Expositions > Photographie
du
6 septembre au 4 novembre 2006

 

L’Espace Helenbeck à Nice présente, Septembre de la Photographie, du 6 septembre au 4 novembre 2006. L’exposition « Très chère Chair,» d’artistes internationaux interroge la représentation contemporaine de la Chair à travers les photographies de Natacha Lesueur, Enrica Borghi, Luciano Castelli, Maï Lucas, Laurent Ehlie Badessi, Virginie Le Touze, C.c Tabusso, Joseph Dadoune, Halil Koyutürk, Fred Méliani, François Delebecque, Maxime Puglisi, Arglove. Substance molle du corps (opposée au squelette), aspect extérieur du corps humain (la peau), la chair est photographiée par ces artistes dans une approche symbolique, identitaire et spirituelle. Chair meurtrie, chair lésée, chair sacrée, chair sensible, chair érotisée, asexuée, chair tatouée, chair rosée et dorée…La chair devient un matériau de création et de revendication, un support de moralité entre désir charnel et spiritualité, entre sobriété et concupiscence.

Matériau d’affirmation culturelle et sociale, la chair et les corps dénudés des communautés afro-américaines de New York, sont pour l’artiste Maï Lucas une manière d’interroger à la fois l’identité masculine (des corps érotisés, parés de bijoux et musclés…) et de montrer que la chair tatouée raconte une histoire et véhicule une culture. Jeans déchirés, bandanas, sous-vêtements suggestifs, constituent pour « l’Homme Paré » photographié par l’artiste, un moyen de renforcer son individualité.

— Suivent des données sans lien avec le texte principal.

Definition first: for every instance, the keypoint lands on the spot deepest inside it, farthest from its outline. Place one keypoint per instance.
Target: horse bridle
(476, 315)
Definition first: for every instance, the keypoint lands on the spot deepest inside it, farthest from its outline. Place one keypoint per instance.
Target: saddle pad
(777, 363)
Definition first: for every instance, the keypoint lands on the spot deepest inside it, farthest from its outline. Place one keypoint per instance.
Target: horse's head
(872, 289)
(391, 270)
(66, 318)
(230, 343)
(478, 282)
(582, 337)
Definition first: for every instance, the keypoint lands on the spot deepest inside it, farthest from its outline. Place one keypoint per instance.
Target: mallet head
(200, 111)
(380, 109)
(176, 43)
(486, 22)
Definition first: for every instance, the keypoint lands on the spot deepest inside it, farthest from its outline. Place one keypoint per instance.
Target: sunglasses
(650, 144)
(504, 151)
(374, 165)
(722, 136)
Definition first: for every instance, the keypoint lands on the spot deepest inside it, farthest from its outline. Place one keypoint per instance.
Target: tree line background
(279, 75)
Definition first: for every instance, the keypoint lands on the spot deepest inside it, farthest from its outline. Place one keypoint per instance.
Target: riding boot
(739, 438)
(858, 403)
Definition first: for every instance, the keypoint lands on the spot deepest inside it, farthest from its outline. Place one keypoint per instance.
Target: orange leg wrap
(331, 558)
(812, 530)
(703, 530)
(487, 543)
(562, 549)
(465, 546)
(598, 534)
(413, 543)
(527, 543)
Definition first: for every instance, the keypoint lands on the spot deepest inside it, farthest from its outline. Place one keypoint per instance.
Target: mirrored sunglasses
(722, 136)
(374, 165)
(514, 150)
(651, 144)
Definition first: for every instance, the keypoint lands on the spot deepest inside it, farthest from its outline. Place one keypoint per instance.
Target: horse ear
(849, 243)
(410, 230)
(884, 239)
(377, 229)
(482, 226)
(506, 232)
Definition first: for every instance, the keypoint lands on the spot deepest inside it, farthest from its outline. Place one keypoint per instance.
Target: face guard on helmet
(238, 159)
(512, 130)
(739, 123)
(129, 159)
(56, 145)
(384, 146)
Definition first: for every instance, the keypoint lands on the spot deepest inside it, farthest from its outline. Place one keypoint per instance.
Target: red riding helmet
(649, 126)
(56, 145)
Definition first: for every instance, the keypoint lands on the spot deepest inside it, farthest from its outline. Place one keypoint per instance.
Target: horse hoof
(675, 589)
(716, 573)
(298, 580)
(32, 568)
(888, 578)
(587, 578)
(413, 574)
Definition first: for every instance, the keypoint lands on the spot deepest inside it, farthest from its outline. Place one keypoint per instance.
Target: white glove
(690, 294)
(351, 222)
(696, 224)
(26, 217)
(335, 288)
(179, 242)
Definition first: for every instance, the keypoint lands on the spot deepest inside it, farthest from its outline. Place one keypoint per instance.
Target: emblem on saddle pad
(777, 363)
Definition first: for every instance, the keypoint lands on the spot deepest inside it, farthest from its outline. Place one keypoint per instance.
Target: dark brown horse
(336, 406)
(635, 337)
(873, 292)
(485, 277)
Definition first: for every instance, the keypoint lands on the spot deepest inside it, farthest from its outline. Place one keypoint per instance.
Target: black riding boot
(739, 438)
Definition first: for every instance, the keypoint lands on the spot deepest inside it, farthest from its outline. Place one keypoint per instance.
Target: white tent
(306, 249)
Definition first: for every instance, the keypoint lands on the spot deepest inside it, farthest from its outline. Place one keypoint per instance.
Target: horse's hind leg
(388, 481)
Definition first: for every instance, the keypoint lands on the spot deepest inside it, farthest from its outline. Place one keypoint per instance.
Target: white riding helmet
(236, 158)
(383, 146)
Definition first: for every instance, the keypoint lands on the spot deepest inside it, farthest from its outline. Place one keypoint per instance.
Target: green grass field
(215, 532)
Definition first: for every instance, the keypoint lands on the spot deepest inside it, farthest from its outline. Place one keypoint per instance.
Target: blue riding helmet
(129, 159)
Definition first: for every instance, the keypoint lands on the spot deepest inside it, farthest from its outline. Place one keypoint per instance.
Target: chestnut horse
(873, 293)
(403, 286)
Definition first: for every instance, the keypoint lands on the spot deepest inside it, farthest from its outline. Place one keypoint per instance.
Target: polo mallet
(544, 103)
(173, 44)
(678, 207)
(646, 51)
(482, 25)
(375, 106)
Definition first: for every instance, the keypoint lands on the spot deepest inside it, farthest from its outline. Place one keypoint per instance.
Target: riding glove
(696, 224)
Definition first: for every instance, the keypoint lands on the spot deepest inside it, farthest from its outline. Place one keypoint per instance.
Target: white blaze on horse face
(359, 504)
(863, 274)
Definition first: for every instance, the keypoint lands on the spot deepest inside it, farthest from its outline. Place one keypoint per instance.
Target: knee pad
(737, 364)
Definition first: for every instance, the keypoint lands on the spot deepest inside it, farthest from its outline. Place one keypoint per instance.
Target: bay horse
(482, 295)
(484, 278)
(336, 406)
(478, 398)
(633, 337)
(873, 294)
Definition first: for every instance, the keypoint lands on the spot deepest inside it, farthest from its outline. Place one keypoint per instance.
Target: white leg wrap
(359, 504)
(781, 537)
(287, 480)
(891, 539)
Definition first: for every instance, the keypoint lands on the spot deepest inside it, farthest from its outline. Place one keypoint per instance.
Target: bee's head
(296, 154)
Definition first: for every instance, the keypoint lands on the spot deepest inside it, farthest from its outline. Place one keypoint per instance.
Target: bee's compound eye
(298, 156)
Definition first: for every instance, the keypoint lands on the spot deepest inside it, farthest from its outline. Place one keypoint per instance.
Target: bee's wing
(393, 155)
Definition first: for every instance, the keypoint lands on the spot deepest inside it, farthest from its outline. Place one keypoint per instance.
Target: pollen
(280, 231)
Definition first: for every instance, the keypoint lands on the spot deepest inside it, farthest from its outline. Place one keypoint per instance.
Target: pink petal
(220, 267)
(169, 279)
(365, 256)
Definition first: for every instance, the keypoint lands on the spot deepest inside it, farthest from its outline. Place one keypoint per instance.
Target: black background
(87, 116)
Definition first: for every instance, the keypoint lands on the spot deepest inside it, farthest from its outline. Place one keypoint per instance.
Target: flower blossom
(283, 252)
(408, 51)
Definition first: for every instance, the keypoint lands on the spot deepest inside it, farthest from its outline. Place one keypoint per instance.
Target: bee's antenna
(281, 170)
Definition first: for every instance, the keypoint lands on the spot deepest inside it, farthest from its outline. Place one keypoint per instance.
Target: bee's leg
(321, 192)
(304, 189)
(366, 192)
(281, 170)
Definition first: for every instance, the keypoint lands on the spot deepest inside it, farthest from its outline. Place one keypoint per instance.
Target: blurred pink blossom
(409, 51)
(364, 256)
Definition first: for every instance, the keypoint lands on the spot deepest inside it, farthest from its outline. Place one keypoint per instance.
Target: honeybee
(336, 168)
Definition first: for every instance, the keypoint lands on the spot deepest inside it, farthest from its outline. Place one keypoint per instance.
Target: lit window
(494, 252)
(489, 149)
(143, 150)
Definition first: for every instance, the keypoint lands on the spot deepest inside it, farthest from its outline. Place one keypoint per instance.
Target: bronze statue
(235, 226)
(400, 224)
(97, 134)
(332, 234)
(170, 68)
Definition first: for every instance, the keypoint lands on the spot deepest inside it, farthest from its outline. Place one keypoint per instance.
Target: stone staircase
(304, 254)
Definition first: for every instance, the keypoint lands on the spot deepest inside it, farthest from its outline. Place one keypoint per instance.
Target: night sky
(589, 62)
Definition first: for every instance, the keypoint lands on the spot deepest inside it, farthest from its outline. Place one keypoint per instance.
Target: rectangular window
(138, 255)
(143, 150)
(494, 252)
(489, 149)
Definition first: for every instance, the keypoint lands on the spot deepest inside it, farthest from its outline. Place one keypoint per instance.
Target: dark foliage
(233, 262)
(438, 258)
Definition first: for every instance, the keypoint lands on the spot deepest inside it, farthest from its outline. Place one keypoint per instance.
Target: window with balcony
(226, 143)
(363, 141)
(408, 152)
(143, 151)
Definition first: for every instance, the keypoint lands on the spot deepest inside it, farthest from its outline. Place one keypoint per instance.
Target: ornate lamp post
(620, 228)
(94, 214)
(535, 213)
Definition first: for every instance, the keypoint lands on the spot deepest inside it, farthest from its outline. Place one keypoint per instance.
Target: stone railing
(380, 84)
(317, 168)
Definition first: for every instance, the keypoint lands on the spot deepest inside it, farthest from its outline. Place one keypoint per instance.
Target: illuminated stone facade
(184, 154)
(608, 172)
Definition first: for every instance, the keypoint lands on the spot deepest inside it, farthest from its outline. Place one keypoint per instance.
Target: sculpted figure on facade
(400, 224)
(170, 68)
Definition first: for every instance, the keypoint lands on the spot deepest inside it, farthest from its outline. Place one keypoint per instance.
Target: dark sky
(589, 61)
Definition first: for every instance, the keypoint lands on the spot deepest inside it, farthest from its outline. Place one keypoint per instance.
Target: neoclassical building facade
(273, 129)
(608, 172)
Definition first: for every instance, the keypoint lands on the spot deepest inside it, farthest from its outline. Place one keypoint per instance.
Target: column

Les photographies reportage en Turquie de Halil Koyutürk déplacent le questionnement de la chair comme matériau culturel vers la visibilité d’une identité sexuelle. Peau maquillée, corps parés et cachés des travestis et des transsexuels de Turquie qui vivent douloureusement dans leur chair et subissent au quotidien, l’exclusion, la promiscuité et la ségrégation sociale…L’artiste entend dénoncer l’hypocrisie politique, l’exploitation mercantile et la dégradation du corps humain, en particulier si on se réfère à ses images d’enfants de la rue, abandonnés, drogués et livrés à la prostitution. Tel un prêcheur du haut de sa chaire, l’artiste interpelle religieusement nos consciences sur la nature humaine.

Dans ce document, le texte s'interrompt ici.